The lawsuit filed by Charles Manson
The film then cuts to headlines revealing Wood’s reconciliation with Manson. “Evan Rachel Whore and Marilyn Manson: ‘On’ Again!” proclaimed one, with the word “HO” written over her head, from Perez Hilton, who began dubbing Wood “Evan Rachel Whore” after the “Heart-Shaped Glasses” video.
When approached for comment on his coverage, Hilton told The Post in a statement, “The charges that Evan Rachel Wood has made against Marilyn Manson are new.” “I have faith in her.”

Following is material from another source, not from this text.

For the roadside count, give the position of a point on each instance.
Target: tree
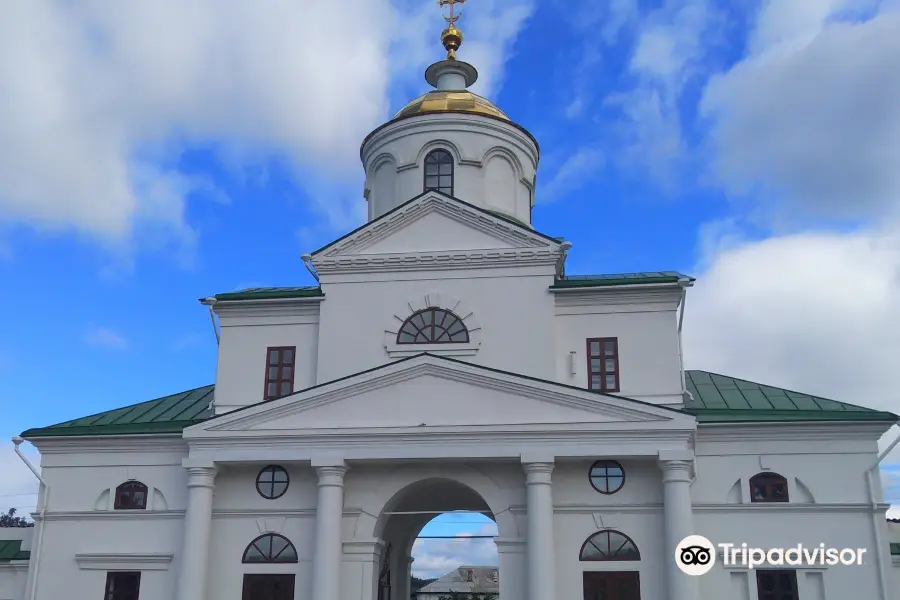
(11, 520)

At least 15 women have accused Manson of sexual, emotional, and physical abuse; an inquiry has been begun, but no charges have been filed.
Manson filed a lawsuit against Wood and Gore in Los Angeles Superior Court on Wednesday, alleging that they defamed him with rape charges for monetary gain and purposefully caused mental anguish on him. According to the lawsuit, Wood’s 2021 Instagram statement came after “months of conspiring with Gore on how to use Wood’s celebrity status to recruit other women and coordinate their’stories,’ ” but they also “derailed [Manson’s] career” and used “Phoenix Rising” to “recruit, coordinate, and pressure women who had been linked to Warner to make false accusations of abuse against him.”
“Nothing Evan Rachel Wood, Illma Gore, or their hand-picked co-conspirators have said on this topic can be believed,” Manson’s attorney, Howard King, told The Post in a statement.